Hooked Up and Holding  –  What's better: taking a mooring or dropping your anchor? Every sailor has his own opinion, of course, but if faced with a choice, many experienced sailors prefer to drop an anchor. The reasons are fairly simple—if you know your boat and its gear then you can drop a hook with confidence. Who knows what lies beneath the mooring ball? It could be tied to the seabed with dental floss.  Or worse, attached by only a few crumbs of rusted iron.
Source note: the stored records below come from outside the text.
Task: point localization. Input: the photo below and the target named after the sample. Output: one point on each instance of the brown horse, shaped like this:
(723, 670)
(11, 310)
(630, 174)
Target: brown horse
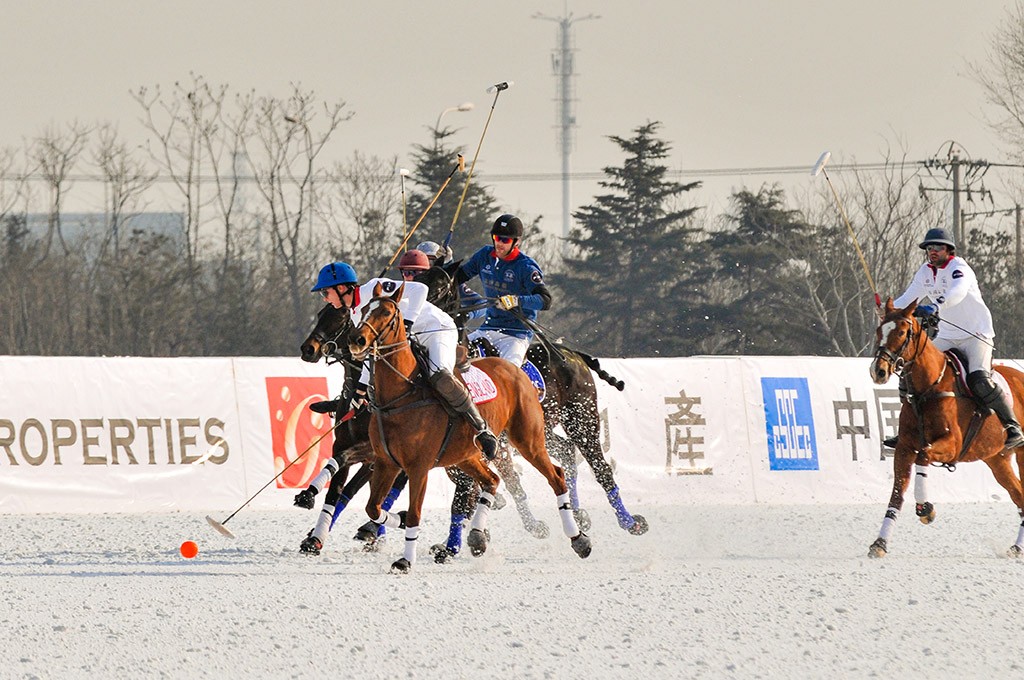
(407, 431)
(938, 425)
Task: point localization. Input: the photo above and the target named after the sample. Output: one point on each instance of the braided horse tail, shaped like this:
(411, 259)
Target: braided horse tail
(595, 366)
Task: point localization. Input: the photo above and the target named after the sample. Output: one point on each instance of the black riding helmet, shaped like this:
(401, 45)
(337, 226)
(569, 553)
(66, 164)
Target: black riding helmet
(507, 225)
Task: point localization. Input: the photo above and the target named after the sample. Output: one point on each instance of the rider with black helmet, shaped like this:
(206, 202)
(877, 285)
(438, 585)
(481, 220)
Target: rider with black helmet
(431, 328)
(515, 281)
(965, 322)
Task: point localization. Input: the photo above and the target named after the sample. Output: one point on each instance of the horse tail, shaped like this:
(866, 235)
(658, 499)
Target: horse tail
(595, 366)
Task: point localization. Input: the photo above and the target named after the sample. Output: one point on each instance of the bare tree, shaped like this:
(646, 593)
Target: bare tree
(55, 154)
(367, 196)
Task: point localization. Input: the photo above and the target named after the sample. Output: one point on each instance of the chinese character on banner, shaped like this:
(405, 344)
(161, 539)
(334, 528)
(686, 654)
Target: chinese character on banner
(888, 406)
(294, 428)
(681, 439)
(854, 425)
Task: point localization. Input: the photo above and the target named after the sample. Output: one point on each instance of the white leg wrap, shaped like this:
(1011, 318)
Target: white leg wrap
(889, 523)
(482, 510)
(324, 522)
(389, 519)
(569, 527)
(320, 481)
(412, 533)
(921, 483)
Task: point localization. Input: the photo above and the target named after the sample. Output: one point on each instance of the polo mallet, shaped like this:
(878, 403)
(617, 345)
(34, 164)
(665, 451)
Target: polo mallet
(404, 218)
(819, 168)
(220, 525)
(460, 166)
(497, 88)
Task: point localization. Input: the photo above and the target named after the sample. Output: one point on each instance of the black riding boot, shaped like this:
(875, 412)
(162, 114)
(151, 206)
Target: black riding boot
(458, 398)
(904, 389)
(988, 392)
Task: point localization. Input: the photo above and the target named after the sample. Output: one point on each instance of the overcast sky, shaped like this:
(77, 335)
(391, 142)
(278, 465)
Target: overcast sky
(735, 84)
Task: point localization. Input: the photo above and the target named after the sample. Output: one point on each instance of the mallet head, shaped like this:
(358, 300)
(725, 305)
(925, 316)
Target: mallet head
(820, 165)
(498, 87)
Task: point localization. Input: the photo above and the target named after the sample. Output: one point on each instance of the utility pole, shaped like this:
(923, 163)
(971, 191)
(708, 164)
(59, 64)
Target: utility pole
(966, 176)
(562, 65)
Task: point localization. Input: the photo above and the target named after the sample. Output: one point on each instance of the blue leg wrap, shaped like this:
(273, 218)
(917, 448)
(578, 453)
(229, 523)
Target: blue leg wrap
(455, 534)
(339, 506)
(625, 518)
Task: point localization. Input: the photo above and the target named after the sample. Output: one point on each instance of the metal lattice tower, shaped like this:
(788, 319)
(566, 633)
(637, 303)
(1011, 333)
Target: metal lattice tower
(563, 67)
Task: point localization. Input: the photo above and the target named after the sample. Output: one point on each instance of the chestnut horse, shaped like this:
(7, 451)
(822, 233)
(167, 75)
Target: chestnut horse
(938, 425)
(406, 436)
(570, 400)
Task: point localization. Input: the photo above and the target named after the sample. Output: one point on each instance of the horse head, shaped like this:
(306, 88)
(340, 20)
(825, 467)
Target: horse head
(380, 325)
(323, 340)
(899, 335)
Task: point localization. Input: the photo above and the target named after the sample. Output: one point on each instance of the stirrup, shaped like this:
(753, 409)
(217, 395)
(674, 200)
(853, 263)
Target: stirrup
(325, 407)
(487, 442)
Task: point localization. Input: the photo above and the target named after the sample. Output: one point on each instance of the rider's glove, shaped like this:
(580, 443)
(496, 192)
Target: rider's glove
(508, 301)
I've recently had the pleasure of watching sailors from all over the globe, aboard charter yachts and tricked-out cruising vessels, happily pick up a mooring close to the Tui Marine base. I happen to know that the mooring ball is attached to a tiny Danforth anchor and is more suitable for tying up a surfboard than a heavy-displacement yacht. However, dumb luck and favourable breezes have kept most of these yachts from harm. What's most surprising is the almost absurd amount of trust that these sailors place in a length of rope and a plastic sphere.


A nice aluminium cruising yacht recently abandoned this mooring in favour of deploying its trusty anchor. Having dropped his hook, the sailor started to back down to set the anchor. The surprise on the faces of the couple on this boat was plain to see from quite a way off. The boat started to back down and kept on backing as the anchor chain snapped taut and then slacked off again. Nothing seemed to get the anchor to set—in exasperation, they hauled in their chain and found, hanging from their anchor, the remnants of an inflatable dinghy. Somehow they had hooked a dink and had dragged it around the anchorage, narrowly missing several boats close by. The next challenge was to remove the dinghy from the flukes of their anchor before motoring away in search of safer haven.

Busy harbours can often mean messy seabeds. There may be old chain and mooring gear, dinghies, engine blocks or even supermarket trollies littering the bottom. One common solution to the problem of fouled gear is to float a trip line from the anchor, using a fender for flotation. This way if your anchor fouls on chain or other impediments you can work the trip line from your dinghy and pull the anchor out from beneath the obstruction. 


Often, it is smart to swim over the anchor if the visibility is decent. This way you'll know just what is down there and how your anchor is set. Many times I have been surprised to find my anchor lying happily on its side with not a piece buried, even though I would swear it had set. It's best to find these things out before that 40-knot squall blows through the anchorage and sets your boat wandering.

Mostly, the moorings to be found in designated areas such as the Bight and Cooper Island and so forth can be trusted. It's those anonymous looking balls that so conveniently are still available when all around them are occupied that ought to make a sailor nervous.